El despacho del secretario del club de golf North Brighton tenía un aire militar que reflejaba el propio pasado de su ocupante, un comandante jubilado del Ejército que había logrado sobrevivir al servicio activo en las Malvinas y en Bosnia manteniendo intactas sus partes imprescindibles, y lo más importante de todo, su hándicap de golf.

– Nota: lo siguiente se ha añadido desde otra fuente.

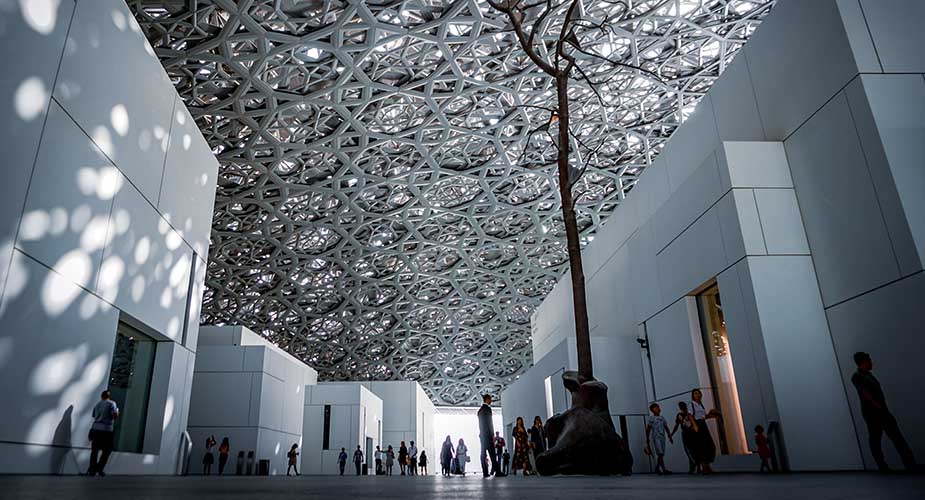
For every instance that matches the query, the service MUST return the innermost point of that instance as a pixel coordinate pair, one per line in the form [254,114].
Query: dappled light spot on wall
[57,291]
[95,235]
[118,20]
[111,273]
[40,15]
[118,117]
[54,372]
[30,98]
[138,288]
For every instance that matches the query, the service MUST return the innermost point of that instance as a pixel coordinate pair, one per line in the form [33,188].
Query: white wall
[804,202]
[250,391]
[356,414]
[95,139]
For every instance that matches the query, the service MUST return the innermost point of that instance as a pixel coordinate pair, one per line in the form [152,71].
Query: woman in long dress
[704,449]
[462,456]
[402,457]
[389,460]
[521,448]
[446,456]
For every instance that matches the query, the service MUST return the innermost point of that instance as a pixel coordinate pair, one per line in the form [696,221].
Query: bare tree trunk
[582,336]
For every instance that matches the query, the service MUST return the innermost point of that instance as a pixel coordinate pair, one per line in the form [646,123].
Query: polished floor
[865,486]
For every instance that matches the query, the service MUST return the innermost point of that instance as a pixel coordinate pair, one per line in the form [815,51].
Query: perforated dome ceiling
[376,214]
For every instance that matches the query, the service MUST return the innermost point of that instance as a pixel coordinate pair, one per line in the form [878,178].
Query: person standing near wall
[358,459]
[413,460]
[293,456]
[704,448]
[209,457]
[486,438]
[223,450]
[402,457]
[342,460]
[877,416]
[521,447]
[685,421]
[102,433]
[656,433]
[389,460]
[537,440]
[446,456]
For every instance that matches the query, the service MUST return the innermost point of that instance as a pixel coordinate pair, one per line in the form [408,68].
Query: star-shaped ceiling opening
[382,210]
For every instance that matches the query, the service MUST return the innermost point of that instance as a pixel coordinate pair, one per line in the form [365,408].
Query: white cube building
[250,391]
[105,212]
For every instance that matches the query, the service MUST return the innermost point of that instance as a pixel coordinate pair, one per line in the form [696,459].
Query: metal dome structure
[383,210]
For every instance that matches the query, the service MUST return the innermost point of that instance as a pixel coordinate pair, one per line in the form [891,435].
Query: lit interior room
[493,249]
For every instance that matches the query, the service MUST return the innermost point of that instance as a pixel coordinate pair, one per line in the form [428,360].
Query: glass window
[130,384]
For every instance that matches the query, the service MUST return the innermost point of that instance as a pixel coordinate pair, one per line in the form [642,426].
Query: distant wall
[105,212]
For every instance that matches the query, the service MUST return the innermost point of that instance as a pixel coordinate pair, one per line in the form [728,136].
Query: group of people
[409,462]
[224,449]
[695,434]
[701,450]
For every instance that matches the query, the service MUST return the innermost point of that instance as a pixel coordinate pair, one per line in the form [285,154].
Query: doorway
[731,428]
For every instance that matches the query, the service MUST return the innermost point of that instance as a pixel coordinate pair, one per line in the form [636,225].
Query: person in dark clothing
[223,450]
[358,459]
[102,434]
[342,460]
[486,439]
[446,457]
[877,416]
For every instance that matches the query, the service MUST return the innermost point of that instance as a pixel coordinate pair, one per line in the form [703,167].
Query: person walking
[342,460]
[378,457]
[209,457]
[389,460]
[486,438]
[656,433]
[877,415]
[446,457]
[462,457]
[704,448]
[422,462]
[293,459]
[223,450]
[402,457]
[102,433]
[537,441]
[413,460]
[358,459]
[685,421]
[521,447]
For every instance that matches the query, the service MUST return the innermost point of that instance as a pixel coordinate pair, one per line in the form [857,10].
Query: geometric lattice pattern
[383,211]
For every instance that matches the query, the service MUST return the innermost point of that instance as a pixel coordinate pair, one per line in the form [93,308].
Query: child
[656,432]
[764,450]
[293,456]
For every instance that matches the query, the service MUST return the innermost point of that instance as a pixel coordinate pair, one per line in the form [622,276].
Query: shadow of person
[61,442]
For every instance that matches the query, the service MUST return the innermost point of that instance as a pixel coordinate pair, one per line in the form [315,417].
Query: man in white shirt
[413,460]
[102,433]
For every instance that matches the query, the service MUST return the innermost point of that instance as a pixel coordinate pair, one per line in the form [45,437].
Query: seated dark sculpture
[583,439]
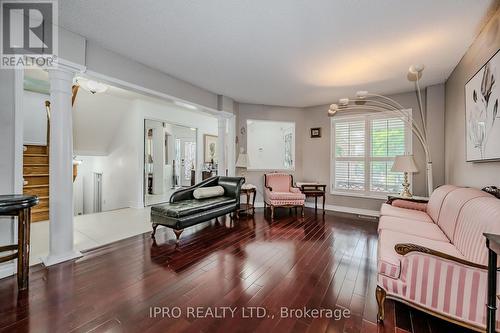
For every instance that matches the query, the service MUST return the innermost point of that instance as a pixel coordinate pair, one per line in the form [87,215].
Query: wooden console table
[493,244]
[248,208]
[314,190]
[20,206]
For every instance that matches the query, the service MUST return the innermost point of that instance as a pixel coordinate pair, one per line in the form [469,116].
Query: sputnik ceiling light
[92,86]
[370,102]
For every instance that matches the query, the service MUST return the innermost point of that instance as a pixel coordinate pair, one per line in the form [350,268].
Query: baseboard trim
[7,269]
[335,208]
[53,260]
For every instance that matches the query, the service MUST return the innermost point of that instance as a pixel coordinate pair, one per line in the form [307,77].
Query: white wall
[122,160]
[266,144]
[35,118]
[8,158]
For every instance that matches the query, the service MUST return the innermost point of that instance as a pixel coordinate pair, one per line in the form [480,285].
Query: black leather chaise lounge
[183,210]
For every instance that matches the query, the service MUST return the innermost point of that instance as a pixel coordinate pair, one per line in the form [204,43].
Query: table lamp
[406,164]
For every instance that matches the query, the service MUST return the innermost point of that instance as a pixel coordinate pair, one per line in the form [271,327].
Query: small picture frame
[316,132]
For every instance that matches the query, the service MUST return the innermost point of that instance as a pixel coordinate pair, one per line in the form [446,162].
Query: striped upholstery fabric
[415,228]
[390,261]
[478,216]
[406,214]
[443,286]
[279,182]
[454,290]
[282,194]
[420,206]
[452,206]
[436,200]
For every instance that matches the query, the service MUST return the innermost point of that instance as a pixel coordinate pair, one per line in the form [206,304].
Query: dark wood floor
[313,262]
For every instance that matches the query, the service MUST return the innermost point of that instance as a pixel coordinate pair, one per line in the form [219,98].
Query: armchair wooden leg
[154,230]
[380,295]
[178,234]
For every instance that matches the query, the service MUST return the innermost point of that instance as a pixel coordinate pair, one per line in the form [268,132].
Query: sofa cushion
[208,192]
[452,205]
[409,214]
[414,227]
[436,200]
[273,195]
[477,216]
[389,262]
[409,204]
[191,206]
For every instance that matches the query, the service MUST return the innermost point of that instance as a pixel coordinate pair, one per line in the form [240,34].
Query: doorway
[169,159]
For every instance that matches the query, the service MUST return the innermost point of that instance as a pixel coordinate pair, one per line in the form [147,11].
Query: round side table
[20,206]
[248,208]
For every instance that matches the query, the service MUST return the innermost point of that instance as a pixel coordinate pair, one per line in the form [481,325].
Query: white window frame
[367,193]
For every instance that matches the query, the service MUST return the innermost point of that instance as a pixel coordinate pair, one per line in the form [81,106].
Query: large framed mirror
[169,159]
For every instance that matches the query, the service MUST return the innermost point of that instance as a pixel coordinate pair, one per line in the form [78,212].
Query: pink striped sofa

Había una mesa de caoba pulida, en la que se amontonaban varios fajos de papeles ordenados, así como dos pequeñas banderas: la Union Jack y otra con el emblema verde, azul y blanco del club. En las paredes colgaban fotografías enmarcadas, algunas en sepia, de golfistas y hoyos, y una colección de putters antiguos, cruzados como espadas de duelo.

Bishop estaba sentado solo en un sofá grande de piel, mirando al sargento Glenn Branson y al inspector Nick Nicholl, que ocupaban sillas delante de él. Bishop, que aún llevaba su ropa de golf y los zapatos con tacos, sudaba copiosamente, por el calor y por lo que estaba escuchando.

– Señor Bishop -dijo el sargento negro y alto-, siento tener que comunicarle esto, pero su mujer de la limpieza -volvió un par de páginas de su libreta-, la señora Ayala, ha llegado a su casa en Dyke Road Avenue, Hove, a las ocho y media de esta mañana y ha descubierto que su mujer, la señora Katherine Bishop…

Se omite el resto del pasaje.